Marokko: Das Frauenrestaurant – Mit Lehre zurück in die Gesellschaft | Bild: ARD

Ein Haushalt ohne Mann reicht in Marokko für den sozialen Abstieg. Das hat auch Fatima Zahara erleben müssen, nachdem ihr Vater vor vielen Jahren starb. Ihre Mutter konnte die Kinder kaum durchbringen, Fatima musste die Schule abbrechen, um mitzuverdienen. Jetzt aber kann sie hoffen, wieder zurück in die marokkanische Gesellschaft zu finden. Ein Modellprojekt ist ihre Chance. Im Frauenrestaurant Amal in Marrakesch lernen ehemalige Dienstmädchen, geschiedene Frauen und Witwen, wie man professionell für Gäste kocht. In der patriachalen Gesellschaft Marokkos haben unabhängige Frauen keinen einfachen Stand, trotz gesetzlich festgeschriebener Gleichstellung der Geschlechter.
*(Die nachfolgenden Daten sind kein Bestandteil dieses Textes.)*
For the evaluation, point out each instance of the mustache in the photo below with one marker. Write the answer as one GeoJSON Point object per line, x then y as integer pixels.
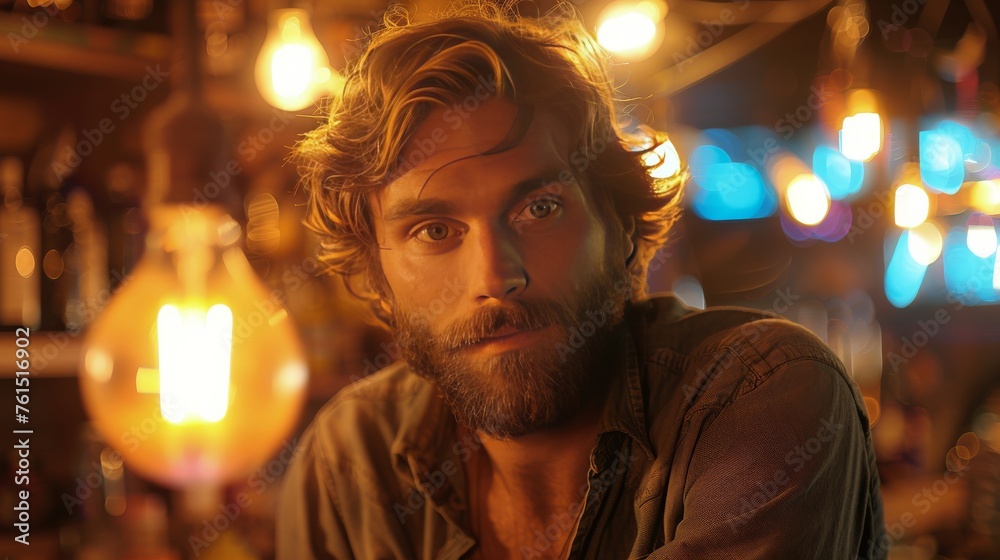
{"type": "Point", "coordinates": [517, 314]}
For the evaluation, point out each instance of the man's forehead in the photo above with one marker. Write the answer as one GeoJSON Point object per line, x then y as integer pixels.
{"type": "Point", "coordinates": [450, 143]}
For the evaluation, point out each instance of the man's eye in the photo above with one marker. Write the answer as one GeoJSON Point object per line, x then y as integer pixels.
{"type": "Point", "coordinates": [537, 210]}
{"type": "Point", "coordinates": [433, 233]}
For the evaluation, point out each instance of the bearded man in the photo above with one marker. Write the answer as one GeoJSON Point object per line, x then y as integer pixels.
{"type": "Point", "coordinates": [473, 184]}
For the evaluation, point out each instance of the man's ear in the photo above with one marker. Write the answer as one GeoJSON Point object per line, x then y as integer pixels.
{"type": "Point", "coordinates": [628, 232]}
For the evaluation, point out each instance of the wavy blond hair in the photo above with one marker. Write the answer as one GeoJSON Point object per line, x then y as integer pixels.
{"type": "Point", "coordinates": [408, 69]}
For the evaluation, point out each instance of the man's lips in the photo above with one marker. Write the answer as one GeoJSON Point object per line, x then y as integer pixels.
{"type": "Point", "coordinates": [504, 333]}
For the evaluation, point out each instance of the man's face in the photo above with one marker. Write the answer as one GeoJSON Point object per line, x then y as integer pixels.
{"type": "Point", "coordinates": [505, 281]}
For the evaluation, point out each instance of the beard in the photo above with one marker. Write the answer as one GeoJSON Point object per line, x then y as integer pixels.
{"type": "Point", "coordinates": [524, 390]}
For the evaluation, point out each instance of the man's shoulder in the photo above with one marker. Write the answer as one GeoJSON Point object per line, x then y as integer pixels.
{"type": "Point", "coordinates": [375, 408]}
{"type": "Point", "coordinates": [721, 352]}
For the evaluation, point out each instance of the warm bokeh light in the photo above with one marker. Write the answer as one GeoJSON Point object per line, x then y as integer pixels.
{"type": "Point", "coordinates": [24, 262]}
{"type": "Point", "coordinates": [861, 136]}
{"type": "Point", "coordinates": [911, 206]}
{"type": "Point", "coordinates": [194, 371]}
{"type": "Point", "coordinates": [292, 68]}
{"type": "Point", "coordinates": [632, 29]}
{"type": "Point", "coordinates": [925, 243]}
{"type": "Point", "coordinates": [808, 199]}
{"type": "Point", "coordinates": [996, 271]}
{"type": "Point", "coordinates": [982, 235]}
{"type": "Point", "coordinates": [984, 196]}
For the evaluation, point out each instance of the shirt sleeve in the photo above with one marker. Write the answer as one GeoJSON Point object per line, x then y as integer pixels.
{"type": "Point", "coordinates": [308, 522]}
{"type": "Point", "coordinates": [779, 472]}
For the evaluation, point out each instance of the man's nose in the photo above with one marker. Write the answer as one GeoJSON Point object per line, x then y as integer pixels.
{"type": "Point", "coordinates": [498, 267]}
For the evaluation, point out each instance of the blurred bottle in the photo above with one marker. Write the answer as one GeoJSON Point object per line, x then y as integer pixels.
{"type": "Point", "coordinates": [52, 168]}
{"type": "Point", "coordinates": [124, 219]}
{"type": "Point", "coordinates": [74, 260]}
{"type": "Point", "coordinates": [19, 251]}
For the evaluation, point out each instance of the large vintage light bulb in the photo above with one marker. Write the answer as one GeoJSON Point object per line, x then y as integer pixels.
{"type": "Point", "coordinates": [193, 372]}
{"type": "Point", "coordinates": [292, 68]}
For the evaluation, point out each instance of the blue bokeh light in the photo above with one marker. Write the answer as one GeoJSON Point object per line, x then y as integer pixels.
{"type": "Point", "coordinates": [903, 275]}
{"type": "Point", "coordinates": [843, 177]}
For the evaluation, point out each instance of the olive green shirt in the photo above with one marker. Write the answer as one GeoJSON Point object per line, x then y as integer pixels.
{"type": "Point", "coordinates": [727, 434]}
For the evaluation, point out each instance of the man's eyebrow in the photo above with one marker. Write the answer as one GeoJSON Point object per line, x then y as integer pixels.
{"type": "Point", "coordinates": [428, 206]}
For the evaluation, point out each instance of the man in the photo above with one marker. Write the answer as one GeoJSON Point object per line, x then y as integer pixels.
{"type": "Point", "coordinates": [471, 184]}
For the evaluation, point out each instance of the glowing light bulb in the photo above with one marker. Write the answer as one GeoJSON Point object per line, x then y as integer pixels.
{"type": "Point", "coordinates": [632, 29]}
{"type": "Point", "coordinates": [861, 136]}
{"type": "Point", "coordinates": [996, 272]}
{"type": "Point", "coordinates": [861, 133]}
{"type": "Point", "coordinates": [982, 236]}
{"type": "Point", "coordinates": [193, 372]}
{"type": "Point", "coordinates": [292, 68]}
{"type": "Point", "coordinates": [925, 243]}
{"type": "Point", "coordinates": [911, 206]}
{"type": "Point", "coordinates": [664, 156]}
{"type": "Point", "coordinates": [985, 196]}
{"type": "Point", "coordinates": [808, 199]}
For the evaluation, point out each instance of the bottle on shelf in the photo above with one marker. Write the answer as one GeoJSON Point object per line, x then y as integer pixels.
{"type": "Point", "coordinates": [20, 251]}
Im Frauenrestaurant lernen Fatima und andere Frauen, wie sie mit der Ausbildung ihren Platz in der marokkanischen Gesellschaft finden und behaupten können.

Selbstbestimmtes Leben auch ohne männlichen Schutz

Zwei marokkanische Frauen
Fatima Zahara (re.) ist stolz auf ihre Ausbildung.

Ihre Mutter und ihre Schwester schlafen noch, wenn Fatima Zahara sich den ersten Tee macht. Sie ist die einzige, die früh raus muss, denn sie ist die einzige, die Arbeit hat. Nach dem Tod des Vaters ging der Mutter das Geld aus, Fatima Zahara musste die Schule abbrechen. "Wenn Du keinen Vater hast oder nicht wenigstens Brüder, sagen die Leute: "Was will die noch mit ihrem Leben anfangen – da passiert doch nichts mehr. Aber damit lasse ich mich nicht abspeisen. Ich werde was aus mir machen!", sagt Fatima Zahara selbstbewusst. Anderthalb Stunden muss sie jeden Tag zur Arbeit fahren, aber das nimmt sie in Kauf. Sie weiß: Diese Ausbildung ist ihre Chance.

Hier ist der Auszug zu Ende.